El programa se trazó, además, otros objetivos como caracterizar clínicamente a todos los niños y niñas; se clasificaban desde el sitio de donde provenían por médicos cubanos y de los países involucrados. Se dividieron en cuatro grupos: los muy enfermos que venían directamente a los hospitales e institutos médicos y de investigación. Un segundo grupo tenía en cuenta el impacto psicológico elevado que derivó en enfermedades llamadas psicosomáticas como soriasis, alopecia y otras. El tercer grupo no presentaba síntomas complejos y el cuarto grupo estaba clasificado como de niños y niñas relativamente sanos.
En un principio, en Tarará se crearon condiciones de camas hospitalarias para 350 niños y niñas. Se establecieron áreas especializadas de acuerdo con las enfermedades que presentaban y médicos y enfermeras permanecían con ellos de manera permanente.

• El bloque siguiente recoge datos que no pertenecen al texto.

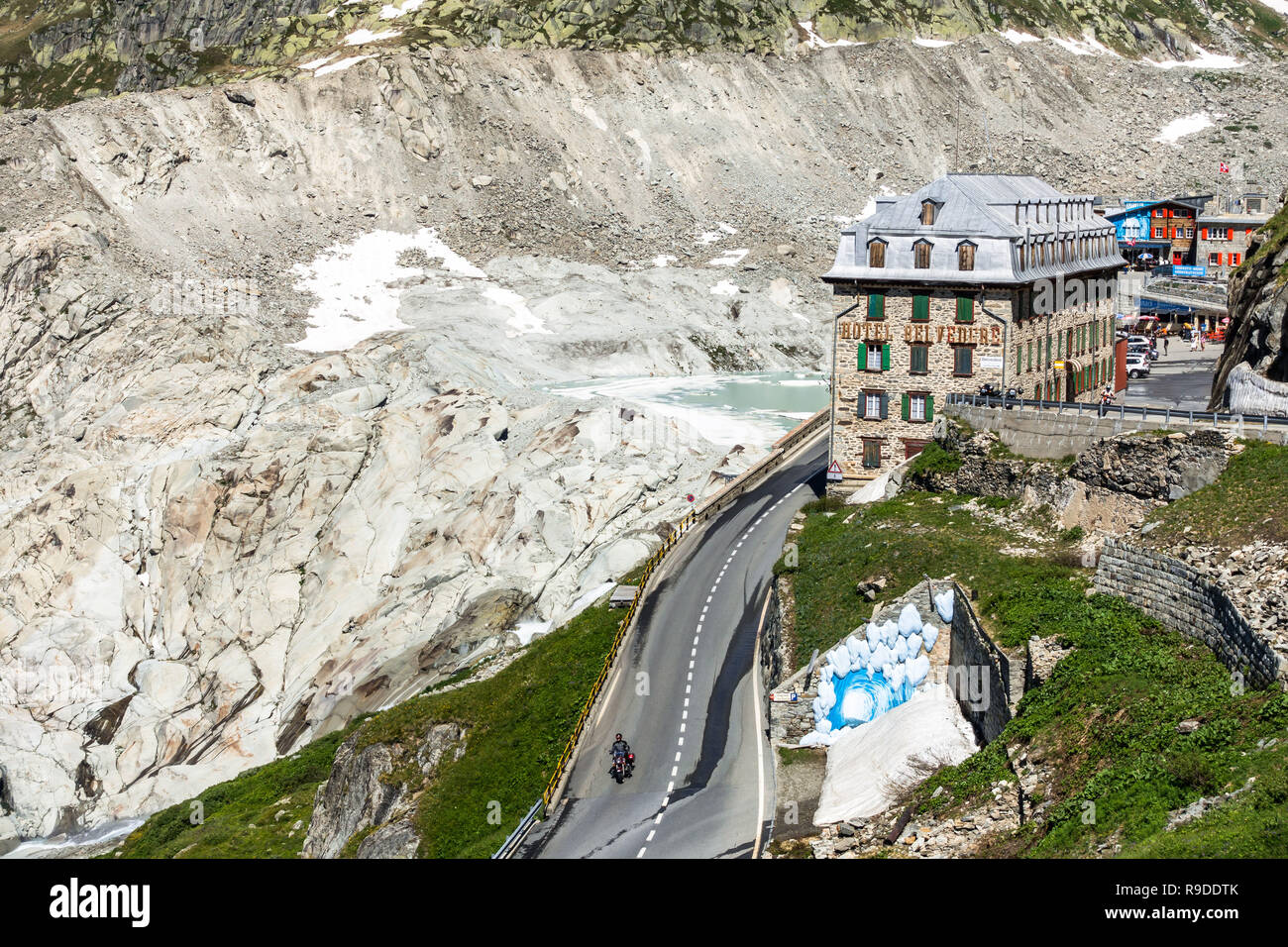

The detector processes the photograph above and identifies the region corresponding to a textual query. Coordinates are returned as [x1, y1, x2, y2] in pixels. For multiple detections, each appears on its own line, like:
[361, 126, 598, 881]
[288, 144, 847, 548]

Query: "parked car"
[1127, 335, 1158, 362]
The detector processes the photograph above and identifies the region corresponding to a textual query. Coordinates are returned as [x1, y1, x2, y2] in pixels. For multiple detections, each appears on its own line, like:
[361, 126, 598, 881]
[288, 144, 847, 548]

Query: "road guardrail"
[947, 393, 1288, 434]
[492, 408, 829, 858]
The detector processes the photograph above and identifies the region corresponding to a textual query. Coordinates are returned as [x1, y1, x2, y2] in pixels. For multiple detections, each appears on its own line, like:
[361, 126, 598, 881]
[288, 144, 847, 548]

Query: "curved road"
[519, 437, 827, 858]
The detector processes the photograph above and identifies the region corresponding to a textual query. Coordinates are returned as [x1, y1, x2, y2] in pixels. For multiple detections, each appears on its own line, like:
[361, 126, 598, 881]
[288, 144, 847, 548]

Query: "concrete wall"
[1095, 540, 1288, 688]
[761, 581, 1012, 743]
[941, 404, 1288, 460]
[948, 582, 1012, 743]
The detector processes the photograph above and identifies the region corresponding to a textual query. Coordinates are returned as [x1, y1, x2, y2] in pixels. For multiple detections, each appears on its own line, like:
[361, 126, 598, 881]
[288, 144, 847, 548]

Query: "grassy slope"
[778, 493, 1081, 664]
[110, 724, 357, 858]
[793, 472, 1288, 857]
[119, 604, 622, 858]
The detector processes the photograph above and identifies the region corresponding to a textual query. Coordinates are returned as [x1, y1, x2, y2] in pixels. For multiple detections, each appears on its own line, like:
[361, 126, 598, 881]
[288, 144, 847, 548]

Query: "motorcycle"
[608, 753, 635, 785]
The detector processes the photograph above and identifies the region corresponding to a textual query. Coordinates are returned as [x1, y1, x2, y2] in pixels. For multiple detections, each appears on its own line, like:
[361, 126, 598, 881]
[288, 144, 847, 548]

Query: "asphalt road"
[1124, 338, 1225, 411]
[518, 438, 827, 858]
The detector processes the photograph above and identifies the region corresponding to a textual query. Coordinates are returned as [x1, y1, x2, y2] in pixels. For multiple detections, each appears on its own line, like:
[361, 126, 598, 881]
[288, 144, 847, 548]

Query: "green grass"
[110, 592, 625, 858]
[107, 723, 357, 858]
[909, 441, 962, 478]
[358, 604, 623, 858]
[777, 491, 1085, 666]
[1149, 441, 1288, 549]
[793, 474, 1288, 857]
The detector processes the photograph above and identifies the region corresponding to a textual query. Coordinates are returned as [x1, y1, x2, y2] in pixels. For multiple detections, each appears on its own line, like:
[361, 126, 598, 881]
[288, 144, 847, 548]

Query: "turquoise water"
[545, 371, 828, 447]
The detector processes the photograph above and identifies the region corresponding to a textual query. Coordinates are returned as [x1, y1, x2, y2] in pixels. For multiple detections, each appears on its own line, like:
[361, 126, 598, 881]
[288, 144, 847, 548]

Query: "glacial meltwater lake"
[545, 371, 827, 449]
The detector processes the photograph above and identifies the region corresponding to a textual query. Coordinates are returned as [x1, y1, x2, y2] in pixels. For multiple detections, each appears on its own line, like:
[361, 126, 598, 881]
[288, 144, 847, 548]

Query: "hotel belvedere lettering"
[841, 322, 1002, 346]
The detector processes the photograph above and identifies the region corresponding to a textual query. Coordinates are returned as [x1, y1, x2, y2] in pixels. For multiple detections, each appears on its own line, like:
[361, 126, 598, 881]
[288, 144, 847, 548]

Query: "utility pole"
[953, 93, 962, 171]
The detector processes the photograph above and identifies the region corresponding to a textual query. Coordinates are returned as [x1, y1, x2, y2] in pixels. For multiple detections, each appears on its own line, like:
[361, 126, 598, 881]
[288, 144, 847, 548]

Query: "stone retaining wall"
[1095, 540, 1288, 688]
[948, 582, 1012, 746]
[941, 404, 1288, 460]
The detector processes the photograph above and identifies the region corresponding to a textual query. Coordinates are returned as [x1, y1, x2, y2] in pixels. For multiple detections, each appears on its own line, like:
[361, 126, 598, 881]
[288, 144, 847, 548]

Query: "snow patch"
[380, 0, 425, 20]
[291, 228, 485, 352]
[1145, 43, 1244, 69]
[707, 248, 751, 266]
[510, 621, 554, 648]
[313, 53, 376, 76]
[344, 30, 402, 47]
[1154, 112, 1212, 145]
[1050, 33, 1118, 56]
[483, 286, 553, 339]
[802, 684, 975, 826]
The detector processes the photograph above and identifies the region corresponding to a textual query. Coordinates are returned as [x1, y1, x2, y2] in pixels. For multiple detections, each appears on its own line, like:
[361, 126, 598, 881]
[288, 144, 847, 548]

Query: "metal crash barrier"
[492, 408, 829, 858]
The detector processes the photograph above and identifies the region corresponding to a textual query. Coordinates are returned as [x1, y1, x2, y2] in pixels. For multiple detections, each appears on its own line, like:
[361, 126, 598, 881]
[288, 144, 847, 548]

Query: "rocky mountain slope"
[1212, 192, 1288, 415]
[0, 0, 1288, 107]
[0, 31, 1288, 845]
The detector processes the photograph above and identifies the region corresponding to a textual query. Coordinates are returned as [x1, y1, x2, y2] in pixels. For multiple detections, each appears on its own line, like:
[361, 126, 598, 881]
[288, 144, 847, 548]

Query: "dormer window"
[912, 240, 934, 269]
[868, 240, 885, 269]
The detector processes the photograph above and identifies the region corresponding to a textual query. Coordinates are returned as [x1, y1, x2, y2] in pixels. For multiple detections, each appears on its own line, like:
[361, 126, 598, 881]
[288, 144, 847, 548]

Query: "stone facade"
[832, 284, 1113, 489]
[1095, 540, 1288, 688]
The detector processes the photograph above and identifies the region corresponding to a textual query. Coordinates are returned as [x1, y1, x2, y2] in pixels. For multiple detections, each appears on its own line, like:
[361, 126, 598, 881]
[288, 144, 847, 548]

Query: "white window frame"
[863, 391, 881, 421]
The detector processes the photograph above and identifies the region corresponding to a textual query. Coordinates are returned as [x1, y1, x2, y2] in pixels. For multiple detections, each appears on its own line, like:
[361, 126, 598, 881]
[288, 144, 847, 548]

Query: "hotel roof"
[823, 174, 1124, 286]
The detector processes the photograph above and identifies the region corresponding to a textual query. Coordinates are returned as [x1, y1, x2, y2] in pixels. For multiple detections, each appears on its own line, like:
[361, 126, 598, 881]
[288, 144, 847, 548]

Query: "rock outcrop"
[304, 723, 469, 858]
[903, 417, 1237, 535]
[1210, 191, 1288, 416]
[0, 0, 1279, 107]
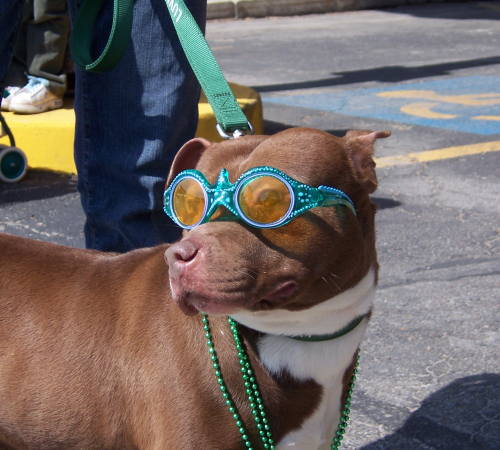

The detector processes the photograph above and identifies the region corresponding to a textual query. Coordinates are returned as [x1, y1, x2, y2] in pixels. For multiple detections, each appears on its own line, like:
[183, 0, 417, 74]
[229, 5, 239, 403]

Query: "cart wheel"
[0, 146, 28, 183]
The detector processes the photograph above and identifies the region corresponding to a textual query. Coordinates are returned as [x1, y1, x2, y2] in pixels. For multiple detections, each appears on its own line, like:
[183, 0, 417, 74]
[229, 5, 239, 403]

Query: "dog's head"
[165, 128, 390, 322]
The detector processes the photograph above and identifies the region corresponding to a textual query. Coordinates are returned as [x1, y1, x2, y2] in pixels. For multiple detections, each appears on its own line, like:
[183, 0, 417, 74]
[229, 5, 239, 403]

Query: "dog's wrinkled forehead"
[196, 129, 352, 186]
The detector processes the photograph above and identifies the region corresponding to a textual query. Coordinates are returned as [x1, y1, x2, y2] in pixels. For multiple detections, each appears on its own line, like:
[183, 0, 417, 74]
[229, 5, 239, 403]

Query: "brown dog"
[0, 129, 390, 450]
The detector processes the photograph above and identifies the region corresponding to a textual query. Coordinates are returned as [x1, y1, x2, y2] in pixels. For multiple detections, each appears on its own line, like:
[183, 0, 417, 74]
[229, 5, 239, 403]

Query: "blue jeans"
[0, 0, 206, 252]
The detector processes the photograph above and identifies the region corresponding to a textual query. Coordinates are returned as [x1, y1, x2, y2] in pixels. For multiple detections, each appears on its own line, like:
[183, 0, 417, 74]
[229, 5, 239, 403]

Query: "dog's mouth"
[170, 279, 299, 316]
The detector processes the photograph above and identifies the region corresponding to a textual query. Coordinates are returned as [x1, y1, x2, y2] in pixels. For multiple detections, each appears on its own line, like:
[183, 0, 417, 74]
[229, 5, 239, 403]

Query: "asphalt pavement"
[0, 2, 500, 450]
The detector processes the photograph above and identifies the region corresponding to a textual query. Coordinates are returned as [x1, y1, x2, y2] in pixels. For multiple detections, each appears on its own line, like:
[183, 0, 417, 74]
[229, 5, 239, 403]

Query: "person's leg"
[70, 0, 206, 252]
[0, 0, 24, 92]
[5, 0, 33, 88]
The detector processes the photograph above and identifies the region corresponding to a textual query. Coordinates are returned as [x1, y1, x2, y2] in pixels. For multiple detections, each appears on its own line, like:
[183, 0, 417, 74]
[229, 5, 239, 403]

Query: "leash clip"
[215, 122, 255, 139]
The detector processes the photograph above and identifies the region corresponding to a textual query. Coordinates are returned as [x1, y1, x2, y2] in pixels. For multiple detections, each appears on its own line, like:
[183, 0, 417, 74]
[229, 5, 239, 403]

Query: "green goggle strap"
[163, 167, 356, 228]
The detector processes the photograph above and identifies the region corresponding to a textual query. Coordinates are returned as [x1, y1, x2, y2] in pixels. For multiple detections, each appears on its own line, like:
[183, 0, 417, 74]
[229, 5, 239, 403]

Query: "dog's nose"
[165, 240, 199, 270]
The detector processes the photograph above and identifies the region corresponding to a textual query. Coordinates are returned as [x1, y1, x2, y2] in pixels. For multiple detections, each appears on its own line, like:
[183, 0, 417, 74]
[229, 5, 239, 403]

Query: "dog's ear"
[167, 138, 212, 186]
[344, 130, 391, 194]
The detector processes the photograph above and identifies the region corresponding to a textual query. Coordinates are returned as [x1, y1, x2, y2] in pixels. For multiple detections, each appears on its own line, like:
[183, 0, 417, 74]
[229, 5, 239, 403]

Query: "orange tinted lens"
[172, 178, 205, 227]
[238, 176, 291, 224]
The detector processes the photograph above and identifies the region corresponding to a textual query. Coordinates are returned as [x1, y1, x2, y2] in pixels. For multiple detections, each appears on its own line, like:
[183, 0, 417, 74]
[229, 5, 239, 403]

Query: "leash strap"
[71, 0, 134, 73]
[71, 0, 250, 139]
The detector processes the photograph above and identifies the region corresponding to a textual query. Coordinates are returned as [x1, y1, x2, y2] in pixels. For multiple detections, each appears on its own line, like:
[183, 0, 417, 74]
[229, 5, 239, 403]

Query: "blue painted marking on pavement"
[264, 76, 500, 134]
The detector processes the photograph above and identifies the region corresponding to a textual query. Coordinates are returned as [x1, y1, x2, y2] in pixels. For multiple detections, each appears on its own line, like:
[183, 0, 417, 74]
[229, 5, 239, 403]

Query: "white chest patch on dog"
[232, 270, 375, 450]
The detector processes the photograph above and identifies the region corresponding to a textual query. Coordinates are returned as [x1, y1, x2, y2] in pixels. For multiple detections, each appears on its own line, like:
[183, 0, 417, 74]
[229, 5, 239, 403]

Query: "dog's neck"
[232, 270, 375, 450]
[231, 270, 375, 336]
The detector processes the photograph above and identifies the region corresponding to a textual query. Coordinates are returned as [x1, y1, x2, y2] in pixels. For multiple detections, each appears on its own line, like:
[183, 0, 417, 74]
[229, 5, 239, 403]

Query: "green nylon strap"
[71, 0, 134, 73]
[165, 0, 248, 132]
[286, 315, 365, 342]
[71, 0, 249, 133]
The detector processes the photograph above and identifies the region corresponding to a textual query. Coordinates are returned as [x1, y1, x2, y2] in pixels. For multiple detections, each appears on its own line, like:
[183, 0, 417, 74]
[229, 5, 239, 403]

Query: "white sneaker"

Se diseñaron también servicios estomatológicos especializados a partir de hipótesis sobre la incidencia de las radiaciones en la proliferación de caries y otras enfermedades bucales; un alto índice de niños y niñas presentaba caries. A todos se les midieron las radiaciones con que llegaban en el Centro de Higiene de las Radiaciones de Cuba y luego de los resultados se determinaba si había que realizar estudios genéticos.
Niños en el hospital pediátrico Juan Manuel Márquez, de La Habana /Foto: Archivo Juventud Rebelde.
En Tarará se creó un sector para los niños y niñas que requerían de tratamiento de histoterapia placentaria para la caída del cabello y la soriasis, que dirigió directamente el Dr. Carlos Manuel Miyares Cao, creador de una veintena de productos para atender estas patologías y otras como el vitiligo a partir de la placenta humana. A los niños y niñas se les implementó, además, un programa de atención psicológica.
En cada grupo que llegaba venían médicos y maestros de sus países pues en Tarará se organizaron también las condiciones para que continuaran estudios. Por cada diez o quince niños venía un guía y a los más enfermos les acompañaba su madre o padre.
Cercano a los hospitales donde permanecían internados los más enfermos, se acondicionaron viviendas para que sus familiares permanecieran cerca; sobre todo aquellos que continuaron hospitalizados por largos periodos, incluso años. Este programa tuvo diferentes etapas y se concibió y realizó por 21 años de manera gratuita.